Point décisif : il pousse dans l’herbe des prés, prairies et pâturages, en plein soleil, jamais sous les arbres. C’est un excellent comestible, à cueillir jeune.

👉 Voir la fiche complète du rosé des prés
Comment reconnaître une amanite blanche mortelle
L’amanite blanche est entièrement blanche. Ses lames restent blanches, son pied porte un anneau et surtout une volve en forme de sac à la base, souvent enterrée : il faut déterrer le champignon pour la voir. Jeune, elle a la forme d’un œuf blanc.
Elle pousse en forêt, sous les feuillus et les conifères. Son ingestion provoque le syndrome phalloïdien, à incubation longue (6 à 36 h) et potentiellement mortel. Aucune consommation n’est envisageable.

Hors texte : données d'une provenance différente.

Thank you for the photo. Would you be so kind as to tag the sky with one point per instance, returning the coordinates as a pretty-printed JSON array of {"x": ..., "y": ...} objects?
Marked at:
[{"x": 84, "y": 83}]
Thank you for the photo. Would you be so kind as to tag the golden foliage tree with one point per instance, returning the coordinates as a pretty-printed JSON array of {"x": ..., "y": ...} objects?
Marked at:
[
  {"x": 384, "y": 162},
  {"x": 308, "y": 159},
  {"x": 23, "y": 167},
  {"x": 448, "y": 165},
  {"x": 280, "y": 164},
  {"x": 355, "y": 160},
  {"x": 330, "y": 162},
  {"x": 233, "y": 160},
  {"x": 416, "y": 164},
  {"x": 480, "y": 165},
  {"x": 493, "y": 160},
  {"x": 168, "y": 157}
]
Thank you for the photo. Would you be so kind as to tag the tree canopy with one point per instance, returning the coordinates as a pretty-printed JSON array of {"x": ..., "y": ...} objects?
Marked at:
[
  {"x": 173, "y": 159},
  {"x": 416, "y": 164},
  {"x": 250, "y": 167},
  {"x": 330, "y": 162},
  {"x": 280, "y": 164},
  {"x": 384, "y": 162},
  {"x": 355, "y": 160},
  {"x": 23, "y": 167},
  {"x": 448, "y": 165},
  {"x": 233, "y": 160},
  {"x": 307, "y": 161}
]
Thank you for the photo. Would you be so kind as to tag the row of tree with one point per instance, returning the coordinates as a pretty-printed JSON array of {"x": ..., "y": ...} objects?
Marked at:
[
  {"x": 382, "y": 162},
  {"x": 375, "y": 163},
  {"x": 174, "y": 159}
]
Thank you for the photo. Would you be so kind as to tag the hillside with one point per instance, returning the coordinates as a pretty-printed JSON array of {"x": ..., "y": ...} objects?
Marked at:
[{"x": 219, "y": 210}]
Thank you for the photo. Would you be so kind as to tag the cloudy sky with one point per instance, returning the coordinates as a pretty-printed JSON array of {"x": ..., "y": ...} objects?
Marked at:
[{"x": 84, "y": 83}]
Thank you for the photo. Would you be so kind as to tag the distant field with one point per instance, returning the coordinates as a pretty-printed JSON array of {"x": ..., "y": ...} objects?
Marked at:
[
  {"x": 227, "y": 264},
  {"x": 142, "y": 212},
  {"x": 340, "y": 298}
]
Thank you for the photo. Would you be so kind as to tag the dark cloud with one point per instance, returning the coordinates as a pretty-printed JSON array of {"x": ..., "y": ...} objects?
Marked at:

👉 Voir la fiche complète de l’amanite blanche
Les erreurs à éviter
La première erreur est de ramasser des « boutons » blancs sans les examiner. La deuxième est de ne pas déterrer la base du pied, et donc de rater la volve de l’amanite. La troisième est de se fier à la couleur du chapeau, blanc dans les deux cas. Enfin, ne mélangez jamais un jeune champignon blanc de prairie avec un champignon cueilli en forêt.
L’astuce simple pour ne pas se tromper
Deux phrases à graver dans la mémoire : lames roses + pas de volve + prairie = rosé des prés (comestible). Tout blanc + lames blanches + volve + forêt = amanite mortelle. Dans le doute, on déterre la base, on coupe le champignon en deux, et si quelque chose ne colle pas, on ne consomme pas.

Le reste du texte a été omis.